В конце 1880-х гг. в анархистских кругах распространилась реакция на пропаганду действием, и многие из тех, кто в прошлом защищал ее, включая Беркмана, Гольдман, Кропоткина, Малатесту и Моста, начали высказываться против нее. Большинство анархистов считало, что пропаганда действием неэффективна и крайне опасна для анархизма. Она вызывает огромные репрессии и тем самым губит попытки создания массового анархистского движения. Инсуррекционализм не привел к заметному ослаблению капитализма и государства. Как замечал Малатеста, «Мы знаем, что эти покушения, с людьми, недостаточно подготовленными к этому, бесплодны и часто, вызывая неконтролируемые реакции,  приносят много горя, нанося вред тому самому делу, которому претендуют служить». Куда важнее и полезнее «не просто убить короля, человека, а убить всех королей – королей дворов, парламентов и заводов – в сердцах и в умах людей, то есть, искоренить веру в принцип авторитета, которой преданы многие люди» (G.W. Carey. The Vessel, the Deed , and the Idea. Anarchists in Paterson, 1895-1908 Antipode: A Radical Journal of Geography, 10-11, 1979. P.52). Кропоткин симпатизировал синдикализму в Первом Интернационале, но враждебно относился к профсоюзам в период Черного Интернационала (C. Cahm.

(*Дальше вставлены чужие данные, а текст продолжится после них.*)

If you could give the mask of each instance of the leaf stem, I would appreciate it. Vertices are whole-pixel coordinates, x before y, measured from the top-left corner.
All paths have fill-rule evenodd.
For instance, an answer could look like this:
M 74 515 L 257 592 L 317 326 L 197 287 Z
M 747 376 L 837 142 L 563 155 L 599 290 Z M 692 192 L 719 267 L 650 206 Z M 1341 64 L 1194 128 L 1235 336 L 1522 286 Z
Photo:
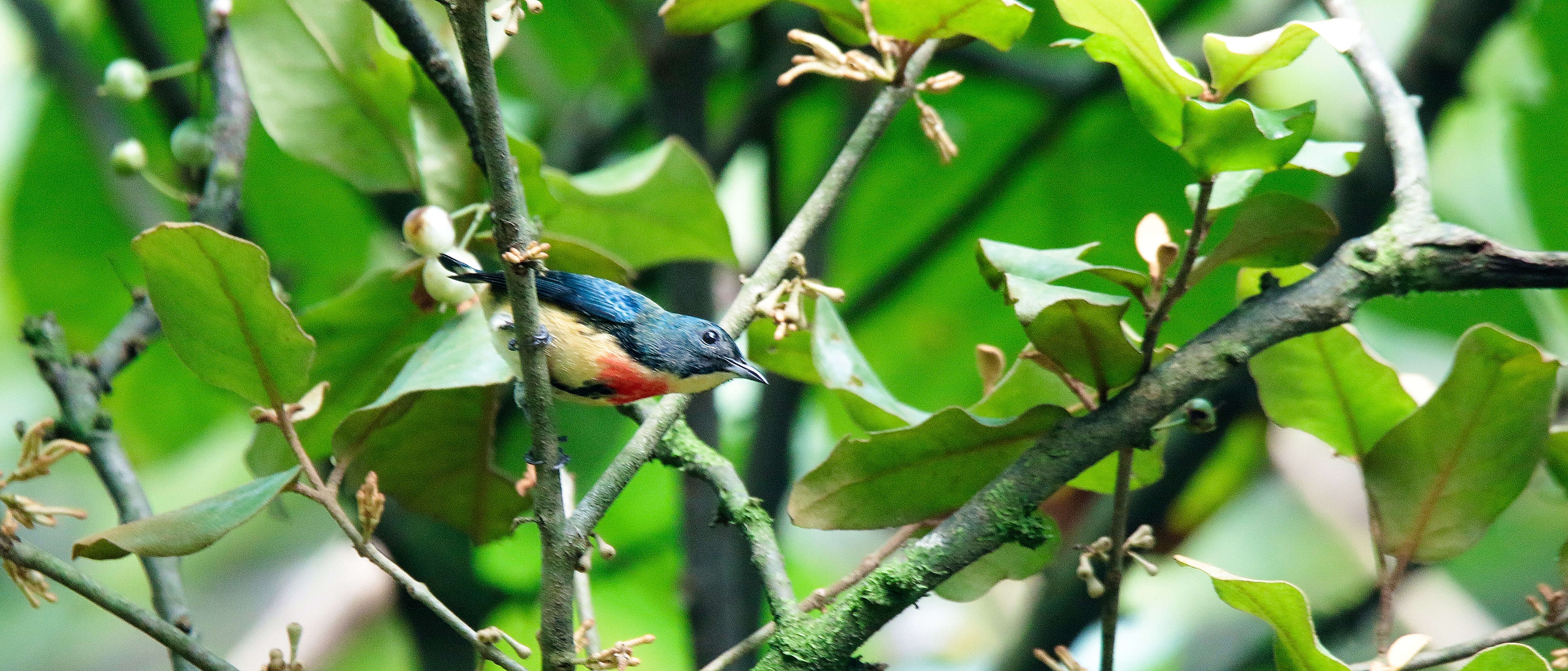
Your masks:
M 97 580 L 86 577 L 86 574 L 77 571 L 75 566 L 71 566 L 71 563 L 63 561 L 55 555 L 39 550 L 38 547 L 33 547 L 20 539 L 0 535 L 0 557 L 16 563 L 17 566 L 49 575 L 56 583 L 82 594 L 99 608 L 103 608 L 110 611 L 110 615 L 125 621 L 125 624 L 140 629 L 143 633 L 152 637 L 154 641 L 168 647 L 171 654 L 179 655 L 182 660 L 188 660 L 202 671 L 238 671 L 234 665 L 224 662 L 223 657 L 218 657 L 216 652 L 202 647 L 201 643 L 196 643 L 193 635 L 185 633 L 174 624 L 149 613 L 146 608 L 103 586 Z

Kropotkin and the Rise of Revolutionary Anarchism, 1872-1886. Cambridge, 1989. P.231-269). Однако в 1890-х гг. он призвал вернуться к синдикализму Бакунина и Первого Интернационала, но «в десять раз мощнее»: «Гигантские профсоюзы, охватывающие миллионы пролетариев» (D. Guerin. Anarchism… P.78). Луиза Мишель (…) в конце 1890-х гг. видела во всеобщей стачке путь к революции, хотя сохраняла некоторые симпатии к пропаганде действием (B. Lowry, E.E. Gunter. Epilogue to: Red Virgin: Memoirs of Louise Michel. Tuscaloosa, 1981. P.199).

Сама природа инсуррекционалистского акта стала все больше рассматриваться как элитаристская: вместо того, чтобы воодушевлять рабочий класс и крестьянство на действие, она в лучшем случае усиливает в массах пассивное доверие к лидерам и знатокам сверху, заменяя (нынешних правителей, — прим.перевод.) самозваным авангардом народа. Отражением этого служило презрение к непосредственным нуждам людей, таким как повышение зарплаты. Анархизм становился вероучением избранной элиты, не интересующейся заботами народа, отвергающей профсоюзы и, на практике, разрушительной для народных движений. Пропаганда действием мало дала для распространения анархистских идей, зато в общественном сознании прочно связала анархизм с насилием и бомбами и оторвала анархизм от масс. В 1890-х гг. инсуррекционалистский анархизм был уже весьма малочисленным течением.

Эта критика исходила из традиций анархистов Первого Интернационала, которая охватывала то, что мы называем массовым анархизмом. Для Бакунина и Альянса, ключевой стратегией было утверждение анархизма внутри народных социальных движений, чтобы придать им более радикальный характер, распространить анархистские идеи и цели и укрепить культуру самоуправления и прямого действия, в надежде, что такие движения помогут социальной революции. В то время, разумеется, они хотели оказывать влияние на сам Первый Интернационал. Частью такого подхода был поссибилистский взгляд на возможность завоевания реальных реформ снизу. Взгляд, что такие реформы не только не губят народные социальные движения, но если они завоеваны снизу, помогают им добиться доверия масс и улучшить условия их жизни.

Из книги: Lucien van der Walt, Michael Schmidt. Black Flame: The Revolutionary Class Politics of Anarchism and Syndicalism. AК Press, 2009. P.128-133.